Around 1994/95, I was becoming very well acquainted with a graphics program called TARGA Tips+ at work. If I wasn’t doing something work-related on it, I was probably doodling on it, and I was probably doodling stuff like this. Pretty primitive compared even to the background art on theLogBook.com, but at the time, I thought this stuff was the bomb.
Rotated 90 degrees, this one later became the front page for one of the budget-busting full color issues of the Logbook fanzine in 1995; with some modifications, it also wound up as a full-screen legal ID on Fox 46. As unsophisticated as it seems now, this is one of my favorites.

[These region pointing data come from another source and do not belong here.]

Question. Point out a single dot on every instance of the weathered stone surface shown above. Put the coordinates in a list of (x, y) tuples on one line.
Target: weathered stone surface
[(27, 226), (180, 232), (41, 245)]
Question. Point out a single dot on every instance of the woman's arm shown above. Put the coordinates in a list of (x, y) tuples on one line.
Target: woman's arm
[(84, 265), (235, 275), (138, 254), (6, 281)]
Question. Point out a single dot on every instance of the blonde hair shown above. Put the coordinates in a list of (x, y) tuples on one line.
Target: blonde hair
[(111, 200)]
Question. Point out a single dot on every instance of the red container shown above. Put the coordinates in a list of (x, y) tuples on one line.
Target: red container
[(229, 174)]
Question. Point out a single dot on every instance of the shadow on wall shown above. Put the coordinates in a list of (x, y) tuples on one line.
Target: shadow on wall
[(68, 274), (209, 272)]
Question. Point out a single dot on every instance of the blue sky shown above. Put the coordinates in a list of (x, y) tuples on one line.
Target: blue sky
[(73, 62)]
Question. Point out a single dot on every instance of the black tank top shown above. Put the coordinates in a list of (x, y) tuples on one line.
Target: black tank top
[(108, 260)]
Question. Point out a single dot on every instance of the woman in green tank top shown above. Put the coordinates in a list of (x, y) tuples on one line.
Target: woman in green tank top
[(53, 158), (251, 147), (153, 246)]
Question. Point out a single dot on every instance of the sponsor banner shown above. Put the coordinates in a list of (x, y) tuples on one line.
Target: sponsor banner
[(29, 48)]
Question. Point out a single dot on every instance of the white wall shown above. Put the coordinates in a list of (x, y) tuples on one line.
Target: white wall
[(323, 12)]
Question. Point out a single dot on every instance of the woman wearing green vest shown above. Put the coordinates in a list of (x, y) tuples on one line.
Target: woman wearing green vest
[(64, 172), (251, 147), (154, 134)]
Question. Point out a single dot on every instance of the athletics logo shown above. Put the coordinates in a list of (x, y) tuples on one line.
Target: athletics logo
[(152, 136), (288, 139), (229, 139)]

I seem to remember drawing this one, printing it out and framing it for my father and his wife, who had a thing for covered bridges. Read what you like into it, but it almost seems like the comet there’s about to uncover the bridge…
I think this was supposed Jupiter…and an asteroid of some kind…and…a ring. Of some kind. Memory’s a bit hazy on what I was trying to do here.
Best one of the bunch. I had begun messing around with a function of the program that would drop lots of polygons in fractal patterns depending on where you drew – it was a rather unique brush function, and it made some great jaggy mountains. Still some sort of Jupiter thing going on here, but this comes the closest to being realistic out of anything I did at the time.
I like the binary star. Not sure about the cracked planet – it wound up looking like a jigsaw puzzle planet.
More jagged mountains, weird green lightning in the background, and a frame grab of the starship Voyager. Still love those jagged mountains though.
This is an actual frame grab of the Earth (which I think I randomly grabbed from a satellite dish in the control room which, if I had no actual show feeds to catch, was usually tuned to NASA Select) with a kind of globular cluster thing going on.
Another jigsaw puzzle planet. Meh.
Jupiter, thunderhead clouds, and a steaming volcano, and not a half-bad attempt at hand-drawing a lens flare from the sun. Hmmmmm.
I wasn’t about to put Adolf Schaller or Don Dixon out of work – I’m still not, come to think of it – but it was a bit of fun, and I remember being inordinately proud of these things way back when.